Une PME basée à Nantes veut conclure un accord de rupture conventionnelle collective pour son établissement nantais : elle déposera le dossier auprès de l’autorité administrative compétente pour Nantes. En revanche, un groupe ayant des établissements à Nantes, Lyon et Lille et proposant un accord couvrant ces trois sites ne sait pas d’emblée quelle autorité validera l’accord : dans ce cas la compétence sera déterminée par le décret en Conseil d’État prévu par la loi (par exemple le décret peut désigner l’autorité du siège social, celle du site employant le plus de salariés, ou une autre règle définie par le décret).

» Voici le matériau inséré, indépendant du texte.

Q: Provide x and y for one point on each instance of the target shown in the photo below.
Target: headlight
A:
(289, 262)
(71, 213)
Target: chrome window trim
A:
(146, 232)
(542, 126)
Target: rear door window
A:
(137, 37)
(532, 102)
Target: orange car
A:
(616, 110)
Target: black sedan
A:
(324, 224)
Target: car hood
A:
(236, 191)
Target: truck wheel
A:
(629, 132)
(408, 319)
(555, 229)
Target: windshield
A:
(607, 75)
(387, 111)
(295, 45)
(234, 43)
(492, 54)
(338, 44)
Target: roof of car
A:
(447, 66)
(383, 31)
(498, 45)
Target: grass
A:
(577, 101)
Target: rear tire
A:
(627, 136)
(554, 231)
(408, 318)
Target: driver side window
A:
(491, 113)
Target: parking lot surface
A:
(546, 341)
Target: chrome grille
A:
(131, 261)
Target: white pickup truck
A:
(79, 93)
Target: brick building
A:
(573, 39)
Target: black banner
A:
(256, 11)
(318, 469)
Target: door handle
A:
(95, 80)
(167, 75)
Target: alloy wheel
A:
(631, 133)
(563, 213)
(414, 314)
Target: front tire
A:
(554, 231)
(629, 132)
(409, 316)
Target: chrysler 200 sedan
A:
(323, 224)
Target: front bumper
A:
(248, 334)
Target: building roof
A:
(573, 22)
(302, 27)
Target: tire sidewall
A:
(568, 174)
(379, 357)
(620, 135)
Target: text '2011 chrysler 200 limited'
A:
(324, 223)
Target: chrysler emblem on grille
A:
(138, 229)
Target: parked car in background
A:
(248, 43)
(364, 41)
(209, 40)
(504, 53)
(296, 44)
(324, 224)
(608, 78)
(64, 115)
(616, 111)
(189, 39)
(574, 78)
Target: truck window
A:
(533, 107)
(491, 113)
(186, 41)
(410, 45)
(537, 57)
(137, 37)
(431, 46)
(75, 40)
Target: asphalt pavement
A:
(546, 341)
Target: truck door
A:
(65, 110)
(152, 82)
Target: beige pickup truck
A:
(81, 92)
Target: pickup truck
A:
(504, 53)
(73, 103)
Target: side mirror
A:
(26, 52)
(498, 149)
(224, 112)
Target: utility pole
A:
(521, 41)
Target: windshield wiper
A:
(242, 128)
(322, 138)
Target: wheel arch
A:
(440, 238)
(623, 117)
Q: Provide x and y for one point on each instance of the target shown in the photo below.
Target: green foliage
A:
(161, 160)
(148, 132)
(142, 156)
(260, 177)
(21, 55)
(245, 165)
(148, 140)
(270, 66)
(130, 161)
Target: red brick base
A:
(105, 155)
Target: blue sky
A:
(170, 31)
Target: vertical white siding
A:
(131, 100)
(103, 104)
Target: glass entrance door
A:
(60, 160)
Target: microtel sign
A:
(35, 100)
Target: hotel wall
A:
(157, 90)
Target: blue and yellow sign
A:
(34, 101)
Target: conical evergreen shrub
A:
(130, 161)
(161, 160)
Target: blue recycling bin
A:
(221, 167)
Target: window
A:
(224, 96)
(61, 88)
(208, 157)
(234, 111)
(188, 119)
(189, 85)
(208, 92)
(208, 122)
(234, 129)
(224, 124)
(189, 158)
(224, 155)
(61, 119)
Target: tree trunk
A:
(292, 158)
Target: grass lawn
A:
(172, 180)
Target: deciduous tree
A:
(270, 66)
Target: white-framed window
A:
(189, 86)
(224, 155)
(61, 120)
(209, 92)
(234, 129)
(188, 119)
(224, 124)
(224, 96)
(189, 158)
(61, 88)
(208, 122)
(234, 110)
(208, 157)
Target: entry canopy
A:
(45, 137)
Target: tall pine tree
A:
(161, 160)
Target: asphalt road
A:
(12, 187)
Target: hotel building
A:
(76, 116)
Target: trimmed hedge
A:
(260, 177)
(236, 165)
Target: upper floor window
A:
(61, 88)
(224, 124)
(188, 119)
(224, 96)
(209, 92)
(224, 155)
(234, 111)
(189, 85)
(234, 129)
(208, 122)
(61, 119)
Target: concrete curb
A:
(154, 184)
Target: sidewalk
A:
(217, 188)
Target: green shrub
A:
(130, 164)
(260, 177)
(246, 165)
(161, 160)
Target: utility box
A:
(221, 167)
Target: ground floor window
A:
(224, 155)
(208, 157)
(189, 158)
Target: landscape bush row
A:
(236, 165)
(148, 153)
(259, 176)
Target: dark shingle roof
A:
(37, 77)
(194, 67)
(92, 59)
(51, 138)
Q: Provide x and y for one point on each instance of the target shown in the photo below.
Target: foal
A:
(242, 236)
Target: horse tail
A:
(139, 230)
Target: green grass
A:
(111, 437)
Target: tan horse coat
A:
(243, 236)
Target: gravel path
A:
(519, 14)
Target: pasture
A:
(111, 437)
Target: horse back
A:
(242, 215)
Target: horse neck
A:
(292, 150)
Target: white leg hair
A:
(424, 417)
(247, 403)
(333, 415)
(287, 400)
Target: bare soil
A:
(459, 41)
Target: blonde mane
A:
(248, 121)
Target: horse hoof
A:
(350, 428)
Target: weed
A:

- La compétence administrative est territoriale : on saisit l’autorité du lieu où se trouve l’entreprise ou l’établissement visé par l’accord.
- Si le projet porte sur plusieurs établissements relevant de différentes autorités, la désignation de l’autorité compétente est fixée par décret en Conseil d’État.
- L’article garantit qu’un seul service administratif sera compétent pour la validation lorsqu’il y a plusieurs territoires concernés, mais il faut consulter le décret pour connaître la règle précise.
- La détermination de l’autorité compétente est importante pour savoir où déposer le dossier, respecter les délais et suivre la procédure d’instruction.
- En pratique, avant dépôt, il est recommandé de vérifier le décret applicable ou de contacter l’administration territoriale du travail (ou un conseil juridique) pour confirmer l’autorité compétente.